China is Germany’s biggest trading partner

China has overtaken the United States and France to become Germany’s biggest trading partner for the first time.

Preliminary figures from the German Federal Statistical Office show that trading volume (exports plus imports) between Germany and China rose to 170 billion euros ($180 billion) in 2016.

Hamburg portChina is now Germany’s biggest trading partner. Image: Hamburg port pixabay-2103261

The figures also show that Germany’s exports rose 1.2 percent to 1,207.5 billion euros and imports rose 0.6 percent to 954.6 billion euros in 2016 to reach record highs, as they had in the previous year.

Trade between the European Union (EU) and China has increased dramatically in recent years, reflecting the desire on the part of both to pursue open trading relations.

Since 2013, the two powers have held 12 rounds of negotiations toward a comprehensive EU-China investment agreement.

China’s exports to the EU are dominated by industrial and consumer goods such as: machinery and equipment, footwear and clothing, furniture, and toys.

EU exports to China consist mostly of machinery and equipment, motor vehicles, aircraft, and chemicals.

Services do not feature highly in EU and China trade: they amount to only one tenth of total trade between the two powers.

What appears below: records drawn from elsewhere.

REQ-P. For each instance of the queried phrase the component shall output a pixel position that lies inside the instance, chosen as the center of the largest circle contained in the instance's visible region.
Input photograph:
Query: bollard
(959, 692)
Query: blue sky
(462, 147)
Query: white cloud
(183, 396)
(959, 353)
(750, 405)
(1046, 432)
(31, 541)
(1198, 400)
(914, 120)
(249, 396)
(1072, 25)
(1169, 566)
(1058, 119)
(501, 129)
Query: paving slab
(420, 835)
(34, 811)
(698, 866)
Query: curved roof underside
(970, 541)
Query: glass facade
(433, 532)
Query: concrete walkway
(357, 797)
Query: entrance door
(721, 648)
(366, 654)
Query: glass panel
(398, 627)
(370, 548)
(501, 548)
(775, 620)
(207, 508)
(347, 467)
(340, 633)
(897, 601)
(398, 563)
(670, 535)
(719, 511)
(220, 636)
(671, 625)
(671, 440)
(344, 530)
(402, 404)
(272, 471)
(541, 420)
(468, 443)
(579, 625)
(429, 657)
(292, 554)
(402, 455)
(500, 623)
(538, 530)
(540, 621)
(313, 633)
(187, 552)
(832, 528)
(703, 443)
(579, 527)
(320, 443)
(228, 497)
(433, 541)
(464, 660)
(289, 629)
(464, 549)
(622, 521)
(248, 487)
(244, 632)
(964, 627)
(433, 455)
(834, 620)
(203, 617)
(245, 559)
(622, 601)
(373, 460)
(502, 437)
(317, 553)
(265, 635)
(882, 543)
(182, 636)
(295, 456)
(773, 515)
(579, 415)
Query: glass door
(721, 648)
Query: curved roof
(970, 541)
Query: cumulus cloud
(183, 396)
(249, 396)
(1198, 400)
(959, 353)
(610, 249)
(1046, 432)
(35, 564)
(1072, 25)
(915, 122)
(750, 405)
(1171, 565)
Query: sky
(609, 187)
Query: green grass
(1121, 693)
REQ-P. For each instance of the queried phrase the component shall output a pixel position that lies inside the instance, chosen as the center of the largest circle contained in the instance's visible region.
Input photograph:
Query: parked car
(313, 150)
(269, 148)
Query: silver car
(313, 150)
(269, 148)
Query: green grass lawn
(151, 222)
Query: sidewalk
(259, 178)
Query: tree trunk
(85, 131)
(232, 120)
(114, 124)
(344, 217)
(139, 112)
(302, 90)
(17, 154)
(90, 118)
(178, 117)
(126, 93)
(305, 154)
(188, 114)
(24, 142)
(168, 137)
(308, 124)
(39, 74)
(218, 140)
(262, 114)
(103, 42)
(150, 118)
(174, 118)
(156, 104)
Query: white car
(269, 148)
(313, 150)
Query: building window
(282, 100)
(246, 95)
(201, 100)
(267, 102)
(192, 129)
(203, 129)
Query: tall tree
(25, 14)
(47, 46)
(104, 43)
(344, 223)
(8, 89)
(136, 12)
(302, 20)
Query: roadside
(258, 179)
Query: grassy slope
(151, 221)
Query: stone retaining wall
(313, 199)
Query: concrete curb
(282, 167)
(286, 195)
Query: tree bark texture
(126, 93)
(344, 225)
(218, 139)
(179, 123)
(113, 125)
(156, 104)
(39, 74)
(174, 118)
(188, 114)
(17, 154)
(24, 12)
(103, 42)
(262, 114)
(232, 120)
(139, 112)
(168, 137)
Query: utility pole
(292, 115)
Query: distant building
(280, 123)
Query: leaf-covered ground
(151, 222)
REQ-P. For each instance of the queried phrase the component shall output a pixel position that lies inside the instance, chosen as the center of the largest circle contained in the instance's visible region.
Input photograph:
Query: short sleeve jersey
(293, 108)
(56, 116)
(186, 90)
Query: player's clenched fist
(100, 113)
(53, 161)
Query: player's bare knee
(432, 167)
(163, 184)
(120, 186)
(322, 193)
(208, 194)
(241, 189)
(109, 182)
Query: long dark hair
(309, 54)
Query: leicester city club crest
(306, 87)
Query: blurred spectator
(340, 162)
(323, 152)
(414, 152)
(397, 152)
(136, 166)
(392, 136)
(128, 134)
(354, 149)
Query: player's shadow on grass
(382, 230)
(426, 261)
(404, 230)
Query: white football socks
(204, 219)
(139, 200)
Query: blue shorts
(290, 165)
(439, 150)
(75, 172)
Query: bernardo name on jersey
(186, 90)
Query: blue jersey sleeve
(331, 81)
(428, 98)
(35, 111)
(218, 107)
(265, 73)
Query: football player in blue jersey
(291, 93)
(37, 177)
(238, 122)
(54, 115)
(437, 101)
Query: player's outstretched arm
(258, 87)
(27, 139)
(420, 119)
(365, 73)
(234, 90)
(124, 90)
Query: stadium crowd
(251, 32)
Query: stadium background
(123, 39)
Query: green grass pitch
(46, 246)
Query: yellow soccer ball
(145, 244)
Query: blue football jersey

Table: Germany's top 12 trading partnersData from: destatis

However, the EU is treading cautiously amid concerns that China’s view of fair trade might be less tight than it should be – especially when it comes to respecting intellectual property rights and meeting World Trade Organization (WTO) obligations.

Nevertheless, China overtaking the US to become Germany’s biggest trading partner may well help Germany in two ways.

First, it sends a strong signal to Washington that Germany can and will seek deals without the US, as the new White House regime pushes a more nationalistic economic agenda.

Chart: Germany's top 12 trading partnersData from: destatis

Secondly, in view of the fact that President Trump seems bent on pursuing a trade war with China, it gives Berlin an opportunity to put pressure on Beijing to further loosen market restrictions for German investors.

Anton F. Börner, head of Germany’s Federal Association of Wholesale, Foreign Trade and Services (BGA), was recently quoted by Reuters as saying:

“Given the protectionist plans of the new US president one would expect that the trade ties between Germany and China will be further strengthened.”

Meanwhile, China is also pushing ahead with developing ways of opening up trade routes, such as the recent launch of a direct rail freight service that runs west across Europe to London and back.